Jean-Paul Maury, "Mr. Minitel" of the Directorate General of Telecommunications (ancestor of France Télécom), said that France was "well ahead" in computer systems in the 1980s: "The display of colors in JPEG format was invented in France for the Minitel. Similarly, our power supply inspired the USB of today." Jean-Paul Maury fights against the idea that the Minitel delayed the changeover to the Internet in France: "Instead, it gave us an advance of twenty years. At one point we were the only ones with an electronic directory, banking, information in real time when France Info didn't exist! " The father of Minitel concedes that the country lost its lead, first, because the United States capitalized on their vast domestic market to conquer the world with their PCs. These worked everywhere, while each European country built its own standard of Minitel.
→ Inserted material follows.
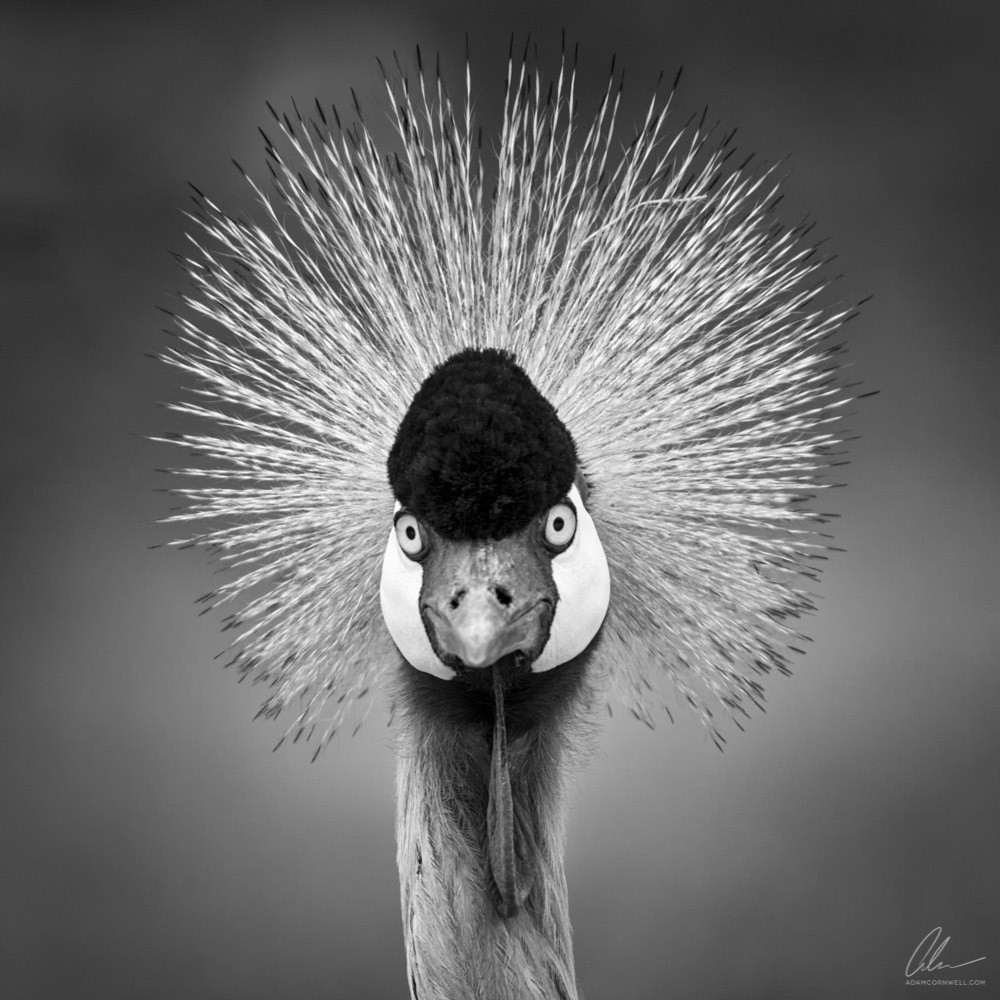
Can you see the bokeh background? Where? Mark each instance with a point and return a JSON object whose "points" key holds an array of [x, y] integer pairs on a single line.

Then, in France the liberalization of telecoms terminated the plans for public investment. "From the outset, we planned to distribute 30 million Minitel terminals," said Jean-Paul Maury. At the time, France Telecom was connecting 2 million homes per year to phone lines, for 5000 to 6000 francs each. He was not underestimating the cost of adding Minitel connections: "The terminal costing 1000 francs was included in the CHF 100 billion plan to catch up the phone! "

In thirty years, the centralized system which counted up to 25 million users brought in billions of euros. France Telecom says modestly that "tens of millions of euros" were earned in 2011 for the hundreds of businesses still using the platform, and "several million" for the telecom operator itself.